# Optimizing MPI Implementation on Massively Parallel Many-Core Architectures

Min Si\*, Yutaka Ishikawa (Advisor)\*, Pavan Balaji (Co-advisor)<sup>†</sup>

\*Department of Computer Science, University of Tokyo, Tokyo, Japan, {msi@il.is.s, ishikawa@is.s}.u-tokyo.ac.jp <sup>†</sup>Mathematics and Computer Science Division, Argonne National Laboratory, Argonne, IL, USA, balaji@mcs.anl.gov

### I. INTRODUCTION

While multicore processor chips are the norm today, architectures such as the Intel Xeon Phi take such chips to a new level of parallelism, with dozens of cores and hundreds of hardware threads. To efficiently utilize such architectures, application programmers are increasingly looking at hybrid programming models comprising a mixture of processes and threads. In such models, one or more threads utilize a distributed-memory programming system, such as MPI, for their data communication.

My doctoral research focuses on exploiting the capabilities of these architectures on widely used MPI implementations.
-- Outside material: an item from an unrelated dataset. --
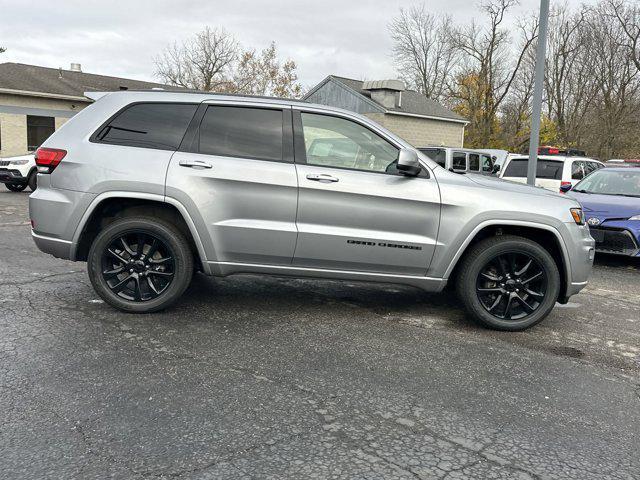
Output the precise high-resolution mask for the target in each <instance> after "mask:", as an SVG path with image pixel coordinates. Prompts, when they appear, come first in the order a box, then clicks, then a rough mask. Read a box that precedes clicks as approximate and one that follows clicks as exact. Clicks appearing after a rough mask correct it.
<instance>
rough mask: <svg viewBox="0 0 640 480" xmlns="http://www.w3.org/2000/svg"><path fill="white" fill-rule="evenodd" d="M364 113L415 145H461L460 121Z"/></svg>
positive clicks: (383, 114) (413, 144) (462, 139)
mask: <svg viewBox="0 0 640 480" xmlns="http://www.w3.org/2000/svg"><path fill="white" fill-rule="evenodd" d="M365 115H366V116H367V117H369V118H370V119H371V120H373V121H375V122H377V123H379V124H380V125H382V126H383V127H385V128H386V129H388V130H391V131H392V132H393V133H395V134H396V135H398V136H399V137H402V138H403V139H404V140H406V141H407V142H409V143H410V144H411V145H413V146H416V147H423V146H428V145H438V146H447V147H462V146H463V145H462V141H463V134H464V124H462V123H455V122H443V121H440V120H431V119H428V118H418V117H409V116H405V115H393V114H388V113H366V114H365Z"/></svg>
The broad vision is to investigate the characteristics of MPI on such massively threaded architectures and develop various design strategies that allow MPI implementations to perform efficiently. While my initial work is performed on the Intel Xeon Phi, we believe that the research theme as well as our designs are valid for a large variety of future architectures.

#### II. RESEARCH PLAN

My doctoral research plan is broadly divided into three related pieces.

#### A. Internal Multithreading in MPI

A common mode of operation for hybrid MPI+threads applications involves using multiple threads to parallelize the computation, while one of the threads issues MPI operations. This mode often results in a model where most threads are idle during MPI calls. In our research, we plan to investigate techniques that allow MPI to share idle threads from user applications. We also plan to utilize lightweight user-level threads, to allow more flexible scheduling of MPI tasks without oversubscribing the number of threads.
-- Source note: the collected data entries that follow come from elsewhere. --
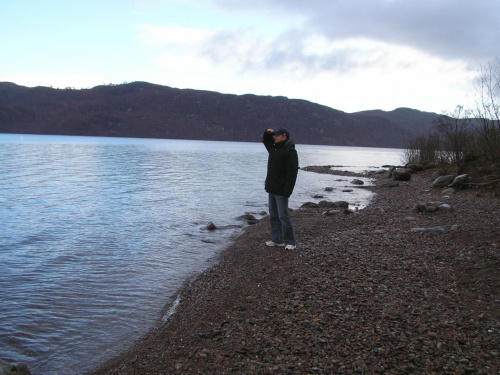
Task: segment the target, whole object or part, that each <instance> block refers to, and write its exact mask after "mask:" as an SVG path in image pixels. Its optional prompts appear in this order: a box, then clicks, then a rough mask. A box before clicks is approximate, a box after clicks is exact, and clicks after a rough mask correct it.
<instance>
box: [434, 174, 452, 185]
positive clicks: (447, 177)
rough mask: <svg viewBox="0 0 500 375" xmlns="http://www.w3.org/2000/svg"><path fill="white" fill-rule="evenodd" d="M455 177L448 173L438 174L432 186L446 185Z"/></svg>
mask: <svg viewBox="0 0 500 375" xmlns="http://www.w3.org/2000/svg"><path fill="white" fill-rule="evenodd" d="M454 178H455V176H454V175H452V174H448V175H446V176H439V177H438V178H436V179H435V180H434V182H433V183H432V186H434V187H448V186H449V185H450V184H451V183H452V182H453V179H454Z"/></svg>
### B. Fine-Grained Consistency Management in MPI

An increasing number of applications are utilizing MPI in a multithreaded mode in which multiple threads can simultaneously make MPI calls. On massively parallel systems, this model can significantly reduce performance because the MPI implementation has to perform various locks and atomic operations in order to keep its internal state consistent. We plan to investigate various techniques that allow applications to request for a more restricted semantics for sharing of resources between threads, thus allowing the MPI implementation to partition resources to reduce contention.

## C. MPI Tasklets

Some MPI applications still follow an MPI-only mode, in which an MPI process is launched for each available core. Such a model suffers not only from the partitioning of resources but also from loss of performance in a number of ways. In our research, we plan to study the concept of MPI tasklets, in which a single OS process can contain a large number of MPI processes, as user-level threads, for example.

#### **III. CURRENT STATUS OF RESEARCH**

My research has so far focused on the first technique (Section II-A). Specifically, in order to avoid thread idleness during MPI calls, we reuse the idle cores inside MPI when the user application is not using them.
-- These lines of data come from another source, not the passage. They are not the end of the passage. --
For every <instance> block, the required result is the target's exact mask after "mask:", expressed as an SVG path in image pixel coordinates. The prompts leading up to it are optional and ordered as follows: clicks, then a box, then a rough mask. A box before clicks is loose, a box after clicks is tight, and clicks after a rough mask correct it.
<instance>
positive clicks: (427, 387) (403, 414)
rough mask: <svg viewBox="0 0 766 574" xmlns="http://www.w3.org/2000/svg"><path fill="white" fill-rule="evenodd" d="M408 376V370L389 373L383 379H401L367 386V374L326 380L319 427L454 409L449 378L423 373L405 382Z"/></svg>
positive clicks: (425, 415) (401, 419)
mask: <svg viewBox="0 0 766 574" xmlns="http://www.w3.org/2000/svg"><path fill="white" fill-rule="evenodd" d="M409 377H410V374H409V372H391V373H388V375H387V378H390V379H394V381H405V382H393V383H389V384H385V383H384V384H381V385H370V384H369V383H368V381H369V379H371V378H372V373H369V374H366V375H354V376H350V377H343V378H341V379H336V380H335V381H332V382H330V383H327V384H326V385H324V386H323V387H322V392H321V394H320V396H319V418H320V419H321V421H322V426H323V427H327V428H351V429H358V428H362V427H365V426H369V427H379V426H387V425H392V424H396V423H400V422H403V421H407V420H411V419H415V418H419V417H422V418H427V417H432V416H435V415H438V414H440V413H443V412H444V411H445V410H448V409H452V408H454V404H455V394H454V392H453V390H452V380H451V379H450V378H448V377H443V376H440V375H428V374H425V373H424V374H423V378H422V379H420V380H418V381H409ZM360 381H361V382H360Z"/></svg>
In our initial work, we parallelized the MPI functionality used in stencil computation routines (specifically, noncontiguous data movement), as a case study. Preliminary results show that the parallel version provides up to a 40-fold speedup in MPI performance when parallelized across the entire Intel Xeon Phi board (Figure 1), compared with what the original application could achieve. We are also planning to implement parallelism inside one-sided MPI synchronization functions, an approach that is expected to improve the performance of many data-intensive applications.



Figure 1. Speedup of halo exchange between 2 Intel Xeon Phi coprocessors.